The toddler, who is in an induced coma after doctors amputated his right hand, has since been transferred to a medical facility in the capital Beirut where he will undergo pre-prosthetic surgery.

“Ali was sleeping on the couch at home when the strike struck. He is still sleeping today… we are waiting for his operations to be completed before waking him up,” said relative Hussein Khalifeh.

Other family members also fought to stay alive after the Sarafand strike.

One of Khalifeh’s nieces, 32-year-old Zainab, was trapped under the rubble for two hours before he was rescued and taken to the nearest hospital, the man said.

There she was later told that her parents, her husband and three children, aged between 3 and 7, had all been murdered.

The attack left her with only one seriously injured eye.

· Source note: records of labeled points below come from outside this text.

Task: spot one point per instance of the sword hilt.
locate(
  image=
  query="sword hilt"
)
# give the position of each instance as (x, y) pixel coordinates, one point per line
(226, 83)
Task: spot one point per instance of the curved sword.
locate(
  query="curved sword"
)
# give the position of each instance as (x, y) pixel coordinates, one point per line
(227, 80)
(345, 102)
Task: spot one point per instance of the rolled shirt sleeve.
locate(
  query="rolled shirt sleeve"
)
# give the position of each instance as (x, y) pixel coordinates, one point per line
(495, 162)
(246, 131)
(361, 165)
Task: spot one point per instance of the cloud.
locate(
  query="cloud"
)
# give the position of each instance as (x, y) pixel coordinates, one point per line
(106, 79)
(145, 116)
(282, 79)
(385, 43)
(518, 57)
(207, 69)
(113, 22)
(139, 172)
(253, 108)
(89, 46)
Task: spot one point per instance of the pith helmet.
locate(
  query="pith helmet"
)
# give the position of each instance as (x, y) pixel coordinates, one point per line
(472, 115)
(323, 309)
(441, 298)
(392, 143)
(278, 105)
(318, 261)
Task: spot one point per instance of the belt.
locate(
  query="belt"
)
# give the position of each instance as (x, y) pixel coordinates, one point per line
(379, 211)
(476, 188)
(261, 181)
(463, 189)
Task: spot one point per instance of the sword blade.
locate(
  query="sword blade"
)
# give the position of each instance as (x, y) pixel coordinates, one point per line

Zainab said she “didn’t hear the sounds of the rockets raining down on her family’s house,” Khalifeh said.

“All she saw was darkness and heard deafening screams,” he said.

Ali Alaa El-Din, a doctor who treated her, said that “the psychological scars Zainab suffered far outweigh her physical injuries.”

He also cared for Zainab’s sister Fatima, 30, who was injured in the same attack.

Both had injuries “throughout their bodies, with fractures to the feet and damage to the lungs,” the doctor said.

Medically, he added, “the cases of Zainab and Fatima are not among the most difficult cases we have faced during the war, but from a psychological and human perspective they are the most serious.”